Characterization of the low-field proton magnetic resonance spectrum of plasminogen kringle 4 via selective overhauser experiments in 1H2O

Abstract

The low-field 1H NMR spectrum of the kringle 4 domain of human plasminogen has been investigated at 300 and 600 MHz for the protein dissolved in 1H2O. The spectrum exhibits six well-resolved resonances, spanning the 9.8 .ltorsim. .delta. .ltorsim. 13 ppm chemical shift range, which arise from exchange-labile H atoms. The acid-base response of the six resonances was monitored in order to characterize the signals in terms of their pH titration profiles. The sensitivity of the low-field resonances to kringle binding the antifibrinolytic ligands N.alpha.-acetyl-L-lysine and p-benzylaminesulfonic acid was also investigated. The lowest field resonance, at 12.6 ppm, is a doublet of J .apprx. 7.9 Hz, a splitting that is unprecedented for His or Trp ring NH signals. Selective Overhauser experiments centered on the exchangeable proton transitions identify four of the other resonances as stemming from the His31, His33, Trp I, and Trp II side-chain NH groups, where the latter two are, as yet, not definitely assigned to the specific residues, Trp25 and Trp62. The relative narrowness of the His imidazole NH signals indicates that the two rings are sterically shielded from direct water accessibility. In particular, the His33 NH site appears to be the most protected. The Overhauser evidence conclusively shows that the two identified exchangeable His ring proton signals arise from imidazole NH3 sites rather than from the NH1 tautomers. Similarly, these experiments lead to an unambiguous characterization of the corresponding Trp aromatic CH spin systems.
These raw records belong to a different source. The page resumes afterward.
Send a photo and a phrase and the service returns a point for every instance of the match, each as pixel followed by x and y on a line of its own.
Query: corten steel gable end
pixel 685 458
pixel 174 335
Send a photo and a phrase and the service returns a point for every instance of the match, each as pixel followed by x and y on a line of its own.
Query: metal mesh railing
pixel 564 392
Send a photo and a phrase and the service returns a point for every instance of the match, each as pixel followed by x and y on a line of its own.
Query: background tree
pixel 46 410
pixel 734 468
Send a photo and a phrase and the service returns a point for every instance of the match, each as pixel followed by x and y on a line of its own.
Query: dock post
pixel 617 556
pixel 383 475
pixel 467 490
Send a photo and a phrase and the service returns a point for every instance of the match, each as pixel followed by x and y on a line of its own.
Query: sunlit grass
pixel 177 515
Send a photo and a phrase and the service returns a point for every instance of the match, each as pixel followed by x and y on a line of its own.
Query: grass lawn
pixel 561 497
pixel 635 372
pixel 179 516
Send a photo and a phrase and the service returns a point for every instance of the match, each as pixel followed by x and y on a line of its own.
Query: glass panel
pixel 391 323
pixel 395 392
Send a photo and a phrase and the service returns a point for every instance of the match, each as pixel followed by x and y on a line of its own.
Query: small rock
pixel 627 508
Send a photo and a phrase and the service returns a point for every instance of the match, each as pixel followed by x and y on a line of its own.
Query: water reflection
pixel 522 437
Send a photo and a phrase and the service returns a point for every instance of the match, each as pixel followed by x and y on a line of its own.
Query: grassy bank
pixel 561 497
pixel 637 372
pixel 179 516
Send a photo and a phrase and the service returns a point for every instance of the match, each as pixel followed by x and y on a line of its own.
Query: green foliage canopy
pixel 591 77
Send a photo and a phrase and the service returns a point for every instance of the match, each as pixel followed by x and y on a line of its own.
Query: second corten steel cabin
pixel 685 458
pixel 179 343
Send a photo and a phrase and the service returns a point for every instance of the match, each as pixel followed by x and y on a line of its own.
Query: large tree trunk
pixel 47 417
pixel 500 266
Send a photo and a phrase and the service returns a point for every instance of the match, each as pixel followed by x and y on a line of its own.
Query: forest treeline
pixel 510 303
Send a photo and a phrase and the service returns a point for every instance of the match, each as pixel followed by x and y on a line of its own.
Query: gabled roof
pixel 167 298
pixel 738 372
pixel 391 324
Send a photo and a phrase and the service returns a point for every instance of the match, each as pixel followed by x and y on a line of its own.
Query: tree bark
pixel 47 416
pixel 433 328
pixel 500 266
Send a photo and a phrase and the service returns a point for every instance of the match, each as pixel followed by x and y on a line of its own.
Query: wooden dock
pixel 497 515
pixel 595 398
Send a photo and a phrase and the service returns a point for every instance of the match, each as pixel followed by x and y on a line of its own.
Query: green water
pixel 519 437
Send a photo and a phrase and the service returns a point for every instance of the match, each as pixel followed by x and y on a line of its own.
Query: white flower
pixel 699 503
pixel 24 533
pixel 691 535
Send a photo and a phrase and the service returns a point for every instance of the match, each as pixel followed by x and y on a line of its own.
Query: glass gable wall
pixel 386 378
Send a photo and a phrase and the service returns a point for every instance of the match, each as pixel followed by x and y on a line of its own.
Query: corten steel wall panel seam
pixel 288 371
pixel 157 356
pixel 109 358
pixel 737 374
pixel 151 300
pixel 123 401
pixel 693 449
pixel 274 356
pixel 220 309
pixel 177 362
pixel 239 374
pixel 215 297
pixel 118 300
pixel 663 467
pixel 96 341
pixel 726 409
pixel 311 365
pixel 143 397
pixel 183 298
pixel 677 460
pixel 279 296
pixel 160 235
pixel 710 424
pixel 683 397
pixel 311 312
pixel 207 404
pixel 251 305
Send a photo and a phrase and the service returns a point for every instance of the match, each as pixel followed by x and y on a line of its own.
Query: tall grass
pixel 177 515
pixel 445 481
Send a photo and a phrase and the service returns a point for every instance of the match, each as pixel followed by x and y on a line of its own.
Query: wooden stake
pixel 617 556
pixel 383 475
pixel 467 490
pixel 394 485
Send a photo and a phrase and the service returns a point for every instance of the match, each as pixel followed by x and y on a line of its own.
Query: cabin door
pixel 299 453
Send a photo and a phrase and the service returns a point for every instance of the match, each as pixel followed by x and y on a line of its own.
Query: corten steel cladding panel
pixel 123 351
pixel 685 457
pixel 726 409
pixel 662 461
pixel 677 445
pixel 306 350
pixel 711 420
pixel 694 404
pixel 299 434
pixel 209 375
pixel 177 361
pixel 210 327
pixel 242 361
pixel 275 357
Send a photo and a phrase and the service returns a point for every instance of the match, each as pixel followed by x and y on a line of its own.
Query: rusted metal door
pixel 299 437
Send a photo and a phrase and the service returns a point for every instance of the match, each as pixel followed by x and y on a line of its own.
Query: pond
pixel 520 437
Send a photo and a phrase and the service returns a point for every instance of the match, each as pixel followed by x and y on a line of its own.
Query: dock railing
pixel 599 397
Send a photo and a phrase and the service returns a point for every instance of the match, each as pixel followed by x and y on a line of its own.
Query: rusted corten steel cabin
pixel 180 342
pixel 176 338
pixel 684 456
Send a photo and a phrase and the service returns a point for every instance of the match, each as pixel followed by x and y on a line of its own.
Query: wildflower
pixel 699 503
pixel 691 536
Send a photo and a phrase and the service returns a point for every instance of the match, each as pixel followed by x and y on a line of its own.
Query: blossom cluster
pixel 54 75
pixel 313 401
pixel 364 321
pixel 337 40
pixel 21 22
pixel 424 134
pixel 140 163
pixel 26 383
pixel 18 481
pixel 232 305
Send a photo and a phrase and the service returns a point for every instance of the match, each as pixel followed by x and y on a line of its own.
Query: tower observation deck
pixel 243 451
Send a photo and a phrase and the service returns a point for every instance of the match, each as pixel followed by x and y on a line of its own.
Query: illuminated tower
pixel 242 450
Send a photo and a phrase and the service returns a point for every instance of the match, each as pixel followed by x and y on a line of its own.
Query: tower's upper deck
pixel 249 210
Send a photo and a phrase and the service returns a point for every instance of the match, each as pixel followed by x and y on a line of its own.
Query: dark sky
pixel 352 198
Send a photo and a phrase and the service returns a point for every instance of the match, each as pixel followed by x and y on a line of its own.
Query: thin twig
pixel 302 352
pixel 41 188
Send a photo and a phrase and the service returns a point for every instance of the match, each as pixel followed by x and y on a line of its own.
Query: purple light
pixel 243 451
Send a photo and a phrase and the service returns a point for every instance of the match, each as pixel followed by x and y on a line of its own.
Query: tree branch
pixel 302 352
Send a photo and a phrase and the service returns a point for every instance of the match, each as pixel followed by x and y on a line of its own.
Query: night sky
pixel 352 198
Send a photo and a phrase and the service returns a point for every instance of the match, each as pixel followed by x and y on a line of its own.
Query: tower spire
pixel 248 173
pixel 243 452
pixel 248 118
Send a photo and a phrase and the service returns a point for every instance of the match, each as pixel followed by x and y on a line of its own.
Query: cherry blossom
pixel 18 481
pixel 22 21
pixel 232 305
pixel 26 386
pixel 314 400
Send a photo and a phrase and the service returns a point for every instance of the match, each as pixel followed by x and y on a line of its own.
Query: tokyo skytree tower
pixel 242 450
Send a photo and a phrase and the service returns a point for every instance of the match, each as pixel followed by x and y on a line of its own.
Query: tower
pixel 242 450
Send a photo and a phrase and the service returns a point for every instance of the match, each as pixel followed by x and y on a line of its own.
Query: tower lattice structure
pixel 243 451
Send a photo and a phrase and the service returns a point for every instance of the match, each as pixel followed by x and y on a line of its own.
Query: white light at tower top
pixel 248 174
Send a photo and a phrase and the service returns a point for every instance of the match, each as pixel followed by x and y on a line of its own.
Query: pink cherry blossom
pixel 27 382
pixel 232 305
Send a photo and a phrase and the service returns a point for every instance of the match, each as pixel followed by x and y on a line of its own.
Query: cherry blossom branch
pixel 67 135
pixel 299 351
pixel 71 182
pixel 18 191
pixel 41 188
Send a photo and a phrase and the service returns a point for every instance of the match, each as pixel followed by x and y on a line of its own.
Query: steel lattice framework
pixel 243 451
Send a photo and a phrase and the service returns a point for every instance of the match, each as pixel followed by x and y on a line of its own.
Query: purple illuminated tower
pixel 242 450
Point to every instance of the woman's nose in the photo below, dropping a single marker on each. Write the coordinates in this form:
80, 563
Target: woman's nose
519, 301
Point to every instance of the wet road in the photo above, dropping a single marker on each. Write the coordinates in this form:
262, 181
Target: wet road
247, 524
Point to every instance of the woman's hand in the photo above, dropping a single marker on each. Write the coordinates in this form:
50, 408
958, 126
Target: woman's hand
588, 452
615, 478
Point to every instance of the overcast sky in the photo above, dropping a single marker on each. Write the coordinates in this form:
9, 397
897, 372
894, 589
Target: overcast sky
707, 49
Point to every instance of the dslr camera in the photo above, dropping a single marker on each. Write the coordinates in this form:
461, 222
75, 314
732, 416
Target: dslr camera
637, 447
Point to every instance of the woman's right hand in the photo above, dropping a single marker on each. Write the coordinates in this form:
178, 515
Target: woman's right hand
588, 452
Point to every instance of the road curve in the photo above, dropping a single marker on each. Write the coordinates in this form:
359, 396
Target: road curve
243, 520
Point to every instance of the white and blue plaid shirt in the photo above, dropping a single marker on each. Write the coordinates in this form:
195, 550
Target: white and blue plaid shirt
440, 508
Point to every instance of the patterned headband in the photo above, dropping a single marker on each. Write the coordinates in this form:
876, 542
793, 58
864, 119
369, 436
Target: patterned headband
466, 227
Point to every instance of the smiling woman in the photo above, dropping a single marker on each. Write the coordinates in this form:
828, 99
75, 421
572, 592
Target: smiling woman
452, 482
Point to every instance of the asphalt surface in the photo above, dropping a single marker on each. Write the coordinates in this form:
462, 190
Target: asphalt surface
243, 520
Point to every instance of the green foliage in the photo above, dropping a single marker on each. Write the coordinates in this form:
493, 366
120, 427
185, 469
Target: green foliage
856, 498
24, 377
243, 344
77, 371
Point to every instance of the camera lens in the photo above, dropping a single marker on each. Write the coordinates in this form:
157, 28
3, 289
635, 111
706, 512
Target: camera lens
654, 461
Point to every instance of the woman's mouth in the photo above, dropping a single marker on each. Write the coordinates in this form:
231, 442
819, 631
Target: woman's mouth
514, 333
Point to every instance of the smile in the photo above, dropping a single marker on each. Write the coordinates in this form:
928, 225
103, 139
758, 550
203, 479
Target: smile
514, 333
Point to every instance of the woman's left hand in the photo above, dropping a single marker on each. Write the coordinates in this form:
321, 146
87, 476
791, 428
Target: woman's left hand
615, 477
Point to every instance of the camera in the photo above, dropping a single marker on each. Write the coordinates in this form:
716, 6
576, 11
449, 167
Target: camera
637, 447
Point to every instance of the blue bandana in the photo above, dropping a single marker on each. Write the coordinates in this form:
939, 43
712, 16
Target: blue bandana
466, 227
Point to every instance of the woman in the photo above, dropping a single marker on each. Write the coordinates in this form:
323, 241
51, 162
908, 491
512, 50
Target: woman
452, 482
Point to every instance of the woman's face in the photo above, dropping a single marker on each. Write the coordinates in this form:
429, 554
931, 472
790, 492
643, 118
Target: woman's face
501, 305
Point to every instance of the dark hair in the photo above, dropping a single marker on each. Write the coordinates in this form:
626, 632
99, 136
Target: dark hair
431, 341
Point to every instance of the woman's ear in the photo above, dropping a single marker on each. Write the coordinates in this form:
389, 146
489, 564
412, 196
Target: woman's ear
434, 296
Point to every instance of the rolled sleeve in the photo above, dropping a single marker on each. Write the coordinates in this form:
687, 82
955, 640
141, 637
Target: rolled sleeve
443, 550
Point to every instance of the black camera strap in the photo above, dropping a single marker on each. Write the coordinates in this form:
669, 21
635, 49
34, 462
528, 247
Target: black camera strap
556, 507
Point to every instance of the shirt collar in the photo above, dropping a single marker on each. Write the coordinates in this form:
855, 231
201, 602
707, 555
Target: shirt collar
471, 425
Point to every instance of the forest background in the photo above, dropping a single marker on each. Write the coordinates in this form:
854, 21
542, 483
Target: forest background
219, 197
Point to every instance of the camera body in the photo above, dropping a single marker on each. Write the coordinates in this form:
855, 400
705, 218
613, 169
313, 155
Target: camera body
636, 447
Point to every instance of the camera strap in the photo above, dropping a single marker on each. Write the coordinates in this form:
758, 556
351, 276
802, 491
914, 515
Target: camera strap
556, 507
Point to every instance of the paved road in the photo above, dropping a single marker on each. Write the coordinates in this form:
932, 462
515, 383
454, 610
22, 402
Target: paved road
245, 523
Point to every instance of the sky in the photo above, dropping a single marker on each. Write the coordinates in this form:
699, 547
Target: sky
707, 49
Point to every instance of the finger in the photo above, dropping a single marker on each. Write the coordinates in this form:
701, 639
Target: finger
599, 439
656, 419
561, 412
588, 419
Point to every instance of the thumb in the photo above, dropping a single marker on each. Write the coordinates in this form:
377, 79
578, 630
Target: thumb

In the absence of ligand, the Trp I (Trp25?) NH1 resonance is shifted .apprx. 0.9 ppm from the corresponding Trp II (Trp62?) signal, the latter being positioned closer to the characteristic "random-coil" Trp indole NH1 chemical shift. Trp I is hence significantly more buried within the structure, which is consistent with its retarded rate of isotope exchange in 2H2O solution and with the overall spread of its aromatic OH spectrum. The remaining low-field resonance that was investigated remains unidentified. The latter signal and that from the Trp II indole NH1 are shown to be the most sensitive to ligand binding. These observations, in combination with other characteristics (line width, H-exchange lability, etc.), suggest that the two resonances arise from groups relatively exposed at the ligand-binding site.